心から信頼し合ってるんだなって、試合中も、試合外でも伝わってます』


『もちろん、応援してくれるファンのみんなの支えもあるし、』


『うんうん』


『そんで……』


『?』


『俺には、モモちゃんもおる』


『っえ!?
いや、そ……そんな……私は何も……。
……悔しいくらい、何もできていないです』


『まー、わからんやろな。
モモちゃんの存在が、どれだけ俺を救ってくれたかなんて』


『えぇ……』


『いっつも俺が折れそうになる時、モモちゃんの熱のこもった応援が、心の真ん中に飛んでくるねん。
そのおかげで、"あー。

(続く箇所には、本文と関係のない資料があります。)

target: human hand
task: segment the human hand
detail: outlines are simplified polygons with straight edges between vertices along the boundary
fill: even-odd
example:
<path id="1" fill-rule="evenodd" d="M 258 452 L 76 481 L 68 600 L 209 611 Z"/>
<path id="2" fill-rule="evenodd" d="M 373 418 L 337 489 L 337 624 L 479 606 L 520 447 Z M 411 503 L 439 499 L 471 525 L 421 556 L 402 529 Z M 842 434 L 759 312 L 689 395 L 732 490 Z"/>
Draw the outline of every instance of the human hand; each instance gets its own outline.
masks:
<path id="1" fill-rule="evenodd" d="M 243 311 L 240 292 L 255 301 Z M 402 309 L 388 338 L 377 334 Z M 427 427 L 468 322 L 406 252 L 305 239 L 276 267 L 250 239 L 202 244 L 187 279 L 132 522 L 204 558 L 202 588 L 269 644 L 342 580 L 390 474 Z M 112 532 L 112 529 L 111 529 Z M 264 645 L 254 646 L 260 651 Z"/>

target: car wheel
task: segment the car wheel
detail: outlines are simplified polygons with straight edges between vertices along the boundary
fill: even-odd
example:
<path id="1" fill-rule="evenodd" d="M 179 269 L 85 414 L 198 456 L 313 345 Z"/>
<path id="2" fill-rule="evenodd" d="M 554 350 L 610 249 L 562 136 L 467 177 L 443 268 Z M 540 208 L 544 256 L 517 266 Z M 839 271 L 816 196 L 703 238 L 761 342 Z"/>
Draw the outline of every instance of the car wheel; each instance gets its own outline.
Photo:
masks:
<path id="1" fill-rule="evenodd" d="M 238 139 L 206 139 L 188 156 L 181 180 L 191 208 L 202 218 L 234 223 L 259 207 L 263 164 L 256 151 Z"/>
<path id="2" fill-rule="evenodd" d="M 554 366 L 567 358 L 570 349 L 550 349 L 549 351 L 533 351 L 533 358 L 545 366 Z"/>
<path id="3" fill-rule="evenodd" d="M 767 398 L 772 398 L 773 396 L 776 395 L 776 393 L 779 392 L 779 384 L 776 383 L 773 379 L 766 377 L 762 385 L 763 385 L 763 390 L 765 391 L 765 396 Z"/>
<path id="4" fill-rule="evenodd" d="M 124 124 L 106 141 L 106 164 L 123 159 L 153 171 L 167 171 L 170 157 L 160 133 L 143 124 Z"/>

俺、大丈夫やわ"って思えてる』


『だって私……ただ思ったことを言ってるだけで……』


『計算も打算もないモモちゃんの素直な言葉が、俺にとって嬉しい言葉やから元気出るんよ。もっと頑張りたいと思えるし。
ほんま、いつも感謝してるんやで』


『お……お役に立てているなら何より……』


『と、いうわけで。次どこ行く?』


『……………………』


『メンタルケアって、大事よなぁ?』


『…………わざと断りにくい流れにしましたね?』


『そんな……ヒドイわぁ……
俺がそんなことするような人に見えるん?』


『白々しい』


『ま。とにかく、考えといてな。